Silence is Golden
Imagine that you wanted to foster among the public and the press the impression that Christians are ignorant, mean-spirited buffoons. How might you go about it, were you a clever person? Rather than attack Christians directly, you might instead find yourself a puffed-up, theologically ignorant preacher, and give him a nationally televised cable program focused on current events. Maybe you'd even have him run for president a few times, so everyone could enjoy his ill-considered ruminations, delivered in the smarmy, self-righteous tones of a Hollywood actor doing an over-the-top impression of a Christian. You might invent, in other words, Pat Robertson.
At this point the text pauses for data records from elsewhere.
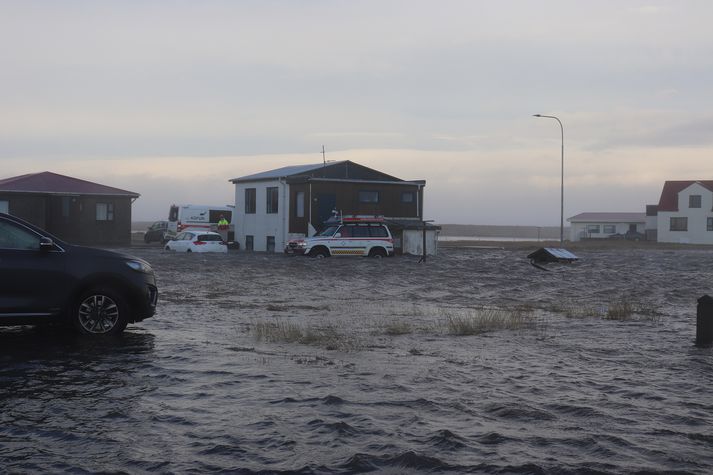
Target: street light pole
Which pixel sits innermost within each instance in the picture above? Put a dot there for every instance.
(562, 178)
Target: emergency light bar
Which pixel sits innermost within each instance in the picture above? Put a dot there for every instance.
(362, 218)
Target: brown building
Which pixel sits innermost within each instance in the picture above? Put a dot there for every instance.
(77, 211)
(290, 202)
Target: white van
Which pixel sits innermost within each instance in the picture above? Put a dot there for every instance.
(196, 217)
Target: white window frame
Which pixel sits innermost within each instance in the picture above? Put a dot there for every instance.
(105, 212)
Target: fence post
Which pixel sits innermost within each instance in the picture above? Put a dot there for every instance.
(704, 321)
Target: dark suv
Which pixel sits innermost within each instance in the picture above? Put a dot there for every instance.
(45, 280)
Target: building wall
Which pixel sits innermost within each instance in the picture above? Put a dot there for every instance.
(579, 230)
(285, 225)
(30, 207)
(696, 232)
(75, 222)
(346, 197)
(260, 225)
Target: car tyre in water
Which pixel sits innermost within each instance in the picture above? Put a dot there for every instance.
(100, 311)
(319, 254)
(377, 253)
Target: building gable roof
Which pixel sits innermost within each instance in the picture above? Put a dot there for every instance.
(53, 183)
(344, 169)
(671, 189)
(608, 218)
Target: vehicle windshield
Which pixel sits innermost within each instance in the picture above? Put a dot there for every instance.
(329, 231)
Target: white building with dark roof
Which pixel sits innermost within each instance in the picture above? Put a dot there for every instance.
(684, 213)
(274, 206)
(606, 225)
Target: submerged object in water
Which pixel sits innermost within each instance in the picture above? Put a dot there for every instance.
(551, 254)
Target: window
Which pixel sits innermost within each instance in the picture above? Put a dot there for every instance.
(300, 204)
(360, 231)
(215, 214)
(65, 206)
(679, 224)
(105, 211)
(368, 197)
(250, 200)
(272, 200)
(14, 237)
(378, 231)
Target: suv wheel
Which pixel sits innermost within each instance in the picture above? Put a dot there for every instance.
(100, 312)
(319, 253)
(377, 253)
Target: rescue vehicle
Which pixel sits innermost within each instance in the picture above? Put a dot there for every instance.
(195, 218)
(348, 235)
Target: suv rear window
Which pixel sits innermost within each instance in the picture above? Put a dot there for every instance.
(378, 231)
(209, 237)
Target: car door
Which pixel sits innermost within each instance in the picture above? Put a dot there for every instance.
(33, 281)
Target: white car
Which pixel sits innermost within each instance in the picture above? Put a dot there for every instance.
(350, 236)
(197, 241)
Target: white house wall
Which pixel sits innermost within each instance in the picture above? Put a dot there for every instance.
(578, 230)
(261, 224)
(697, 232)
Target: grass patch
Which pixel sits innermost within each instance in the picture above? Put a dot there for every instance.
(478, 321)
(624, 309)
(397, 328)
(575, 310)
(280, 331)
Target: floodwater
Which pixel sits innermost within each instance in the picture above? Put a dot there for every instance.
(382, 385)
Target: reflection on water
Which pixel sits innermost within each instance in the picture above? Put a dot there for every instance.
(191, 390)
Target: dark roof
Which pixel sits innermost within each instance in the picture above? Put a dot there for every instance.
(671, 189)
(342, 170)
(608, 218)
(283, 172)
(53, 183)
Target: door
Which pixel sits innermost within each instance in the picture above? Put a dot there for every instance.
(326, 202)
(33, 282)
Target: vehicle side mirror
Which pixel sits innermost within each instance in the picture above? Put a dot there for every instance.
(46, 244)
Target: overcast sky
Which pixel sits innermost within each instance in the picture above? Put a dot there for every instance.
(171, 99)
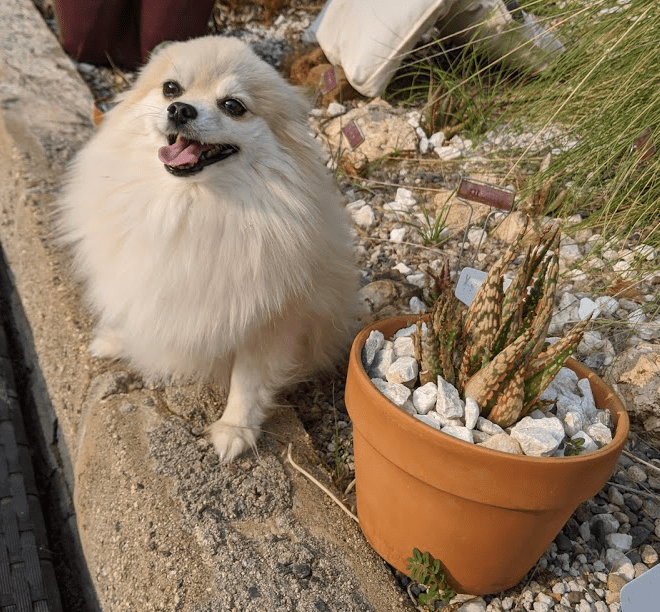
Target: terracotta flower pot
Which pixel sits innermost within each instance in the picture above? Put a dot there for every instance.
(487, 516)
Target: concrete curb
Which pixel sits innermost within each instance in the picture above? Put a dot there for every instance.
(162, 525)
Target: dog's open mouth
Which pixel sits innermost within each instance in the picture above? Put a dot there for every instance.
(183, 157)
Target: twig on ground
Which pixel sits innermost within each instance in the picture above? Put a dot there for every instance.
(319, 485)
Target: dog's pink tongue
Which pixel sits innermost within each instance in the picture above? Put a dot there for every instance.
(180, 153)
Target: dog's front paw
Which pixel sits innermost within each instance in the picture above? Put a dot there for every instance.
(231, 440)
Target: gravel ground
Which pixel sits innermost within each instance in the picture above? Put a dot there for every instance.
(611, 538)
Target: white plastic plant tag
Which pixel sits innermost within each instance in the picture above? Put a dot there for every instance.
(641, 594)
(468, 284)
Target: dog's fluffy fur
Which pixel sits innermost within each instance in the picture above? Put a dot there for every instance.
(241, 272)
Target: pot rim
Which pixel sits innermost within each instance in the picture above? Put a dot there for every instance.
(408, 422)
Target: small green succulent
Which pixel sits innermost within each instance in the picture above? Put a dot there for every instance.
(428, 573)
(495, 350)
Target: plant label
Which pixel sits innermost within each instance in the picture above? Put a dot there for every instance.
(329, 80)
(353, 134)
(641, 594)
(486, 193)
(468, 284)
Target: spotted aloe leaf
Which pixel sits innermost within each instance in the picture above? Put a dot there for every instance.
(444, 332)
(547, 364)
(509, 404)
(490, 381)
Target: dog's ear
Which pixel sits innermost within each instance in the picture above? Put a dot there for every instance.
(159, 47)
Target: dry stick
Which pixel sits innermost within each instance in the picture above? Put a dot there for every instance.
(319, 485)
(646, 463)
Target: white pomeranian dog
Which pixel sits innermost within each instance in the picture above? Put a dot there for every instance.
(208, 234)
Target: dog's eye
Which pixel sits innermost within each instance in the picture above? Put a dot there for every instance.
(233, 107)
(171, 89)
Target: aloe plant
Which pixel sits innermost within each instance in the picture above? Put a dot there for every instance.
(495, 351)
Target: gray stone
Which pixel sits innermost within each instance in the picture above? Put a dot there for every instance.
(471, 413)
(382, 361)
(403, 370)
(573, 422)
(619, 541)
(404, 347)
(538, 437)
(488, 427)
(587, 308)
(372, 345)
(431, 419)
(449, 405)
(425, 397)
(588, 446)
(364, 216)
(649, 555)
(504, 443)
(636, 374)
(397, 393)
(460, 432)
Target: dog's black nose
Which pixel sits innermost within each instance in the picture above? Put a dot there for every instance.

Now the right reverend Robertson delivers us his 2007 prediction, straight, he says, from the lips of the Almighty: a terrorist attack on U.S. soil that will yield "mass killing." Scary indeed. The problem is, Robertson often gets it wrong. In 2006 he predicted that storms and "possibly" a tsunami would batter the U.S. coasts. In 2005 he prophesied Social Security reform. (I am not making this up.) "I have a relatively good track record," Robertson says, but "sometimes I miss."
This is a fascinating admission, for those of us who bother to read the Bible, because it turns out that the good Lord anticipated the likes of Robertson. To wit, Deuteronomy 18:21-22: "You may say to yourselves, 'How can we know when a message has not been spoken by the LORD ?' If what a prophet proclaims in the name of the LORD does not take place or come true, that is a message the LORD has not spoken. That prophet has spoken presumptuously. Do not be afraid of him."
Unfortunately for Pat, the Bible also calls for false prophets to be put to death. Robertson, you might recall, is a bit harsh toward those he perceives to be outside God's favor. He famously claimed that Ariel Sharon's stroke was a punishment from God, that Hurricane Katrina was God's judgment (raising the question: are Hugh Hefner's live-in girlfriends evidence of God's blessing?), and that tinpot dictator Hugo Chavez ought to be assassinated.
I wonder how he might respond to the news of his own Old Testament-mandated execution for being a false prophet. Fortunately, true Christian teaching asks us to extend grace and mercy even toward those who deny it to others.
Still, it would be nice if he would pay a little more attention to the book of Job: "Men listened to me expectantly, waiting in silence for my counsel." If only.